“殿下,姑娘性子是那样的,您别往心里去……”
云阙小心翼翼地劝说。
“孤早晚要叫她气死。”
宴承徽吁了口气。
“您消消气。”
云阙替他倒了茶。
宴承徽才吃了半盏茶,云宫便转圜回来了。
“殿下,画像送过去了。”
他进殿禀报。
“她怎么说的?”
宴承徽掀起眼皮看他。
“姑娘说,六十个里头选两个,是得罪人的活儿,她只是个掌宫姑姑,做不了这么大的主。”云宫不会拐弯,径直道:“姑娘让属下转告殿下,纸上得来终觉浅,不如设一场简阅宴,把那些女子都邀到东宫来,由殿下亲自相看,相中了哪几个就选哪几个,这样方便省事,殿下所见即所得。”
“你让她办,都交给她操持。
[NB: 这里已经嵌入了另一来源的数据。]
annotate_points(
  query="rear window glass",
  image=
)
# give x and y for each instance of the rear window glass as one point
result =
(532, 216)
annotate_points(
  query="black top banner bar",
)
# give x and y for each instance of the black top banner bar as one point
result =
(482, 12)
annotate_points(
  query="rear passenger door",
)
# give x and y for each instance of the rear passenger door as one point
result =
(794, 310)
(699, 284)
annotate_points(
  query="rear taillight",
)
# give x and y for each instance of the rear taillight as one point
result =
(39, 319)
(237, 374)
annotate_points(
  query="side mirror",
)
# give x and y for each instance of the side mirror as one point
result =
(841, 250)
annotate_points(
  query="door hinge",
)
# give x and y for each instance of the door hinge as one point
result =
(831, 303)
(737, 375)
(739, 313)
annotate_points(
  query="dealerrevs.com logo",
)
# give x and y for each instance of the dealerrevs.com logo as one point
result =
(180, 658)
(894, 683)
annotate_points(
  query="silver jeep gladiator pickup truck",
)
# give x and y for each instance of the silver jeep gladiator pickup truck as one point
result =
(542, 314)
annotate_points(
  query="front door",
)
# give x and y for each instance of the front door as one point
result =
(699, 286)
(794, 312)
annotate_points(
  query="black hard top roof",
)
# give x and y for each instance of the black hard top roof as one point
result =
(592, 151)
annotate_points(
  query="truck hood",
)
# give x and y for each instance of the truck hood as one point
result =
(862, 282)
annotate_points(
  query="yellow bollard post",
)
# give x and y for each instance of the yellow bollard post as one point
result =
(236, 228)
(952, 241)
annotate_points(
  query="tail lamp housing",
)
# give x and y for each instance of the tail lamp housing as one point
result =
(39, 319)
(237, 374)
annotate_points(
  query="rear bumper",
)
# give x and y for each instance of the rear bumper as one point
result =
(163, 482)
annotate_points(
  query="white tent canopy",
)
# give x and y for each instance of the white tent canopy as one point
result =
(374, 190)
”
宴承徽气得太阳穴突突直跳。
还“所见即所得”,她是知道怎么气他的!
“是,那属下这就去让岑姑娘准备。”
云宫是个实心的,当即转身便走。
云阙欲伸手拉他。
这个蠢东西,也不等殿下消消气,说去传话,立刻就去。
真要是他哪一日顾不上,岑姑娘和殿下非被他搅和得关系更差不可。
“站住。”
宴承徽心口更憋闷了。
“殿下还有吩咐?”
云宫转过身来疑惑地看他。
“不必选了。”宴承徽摁着自己的太阳穴轻柔,顿了顿道:“就把皇祖母和母后送的两个留下,其余画像送回本家,各赏一件首饰。”
“殿下不办简阅宴了?”
云宫一愣。
“是,属下这便安排下去。”
云阙推了他一下,恨不得一巴掌把他拍到墙里头去。
殿下这是让步了,这个蠢东西还追着问,是怕殿下不够气吗?
“是。”
云宫忙跟着他行礼应下。
*
转眼,日子便到了十一月十一,天寒地冻。
岑令仪坐在书案前,核对上个月份例账目,顺带敲定各处院落的冬衣、柴炭分派事宜。
最重要的,是预备明日的晚宴。
明日,是秦洛水和陈雁雁进东宫的日子。
秦洛水是太后的侄孙女,在太后身边长大的,和太后关系亲厚,封了良媛。
陈雁雁是皇后送来的不假,但只是皇后母家旁系的表姑娘,和皇后关系不是很近,是以位分比秦洛水略微低一些,封了孺人。
从宴淮皎生辰之后,她已经有一个月零两天没有见过宴承徽了——她没有往明德殿去,宴承徽也不曾来找过她,更不曾派人叫她过去。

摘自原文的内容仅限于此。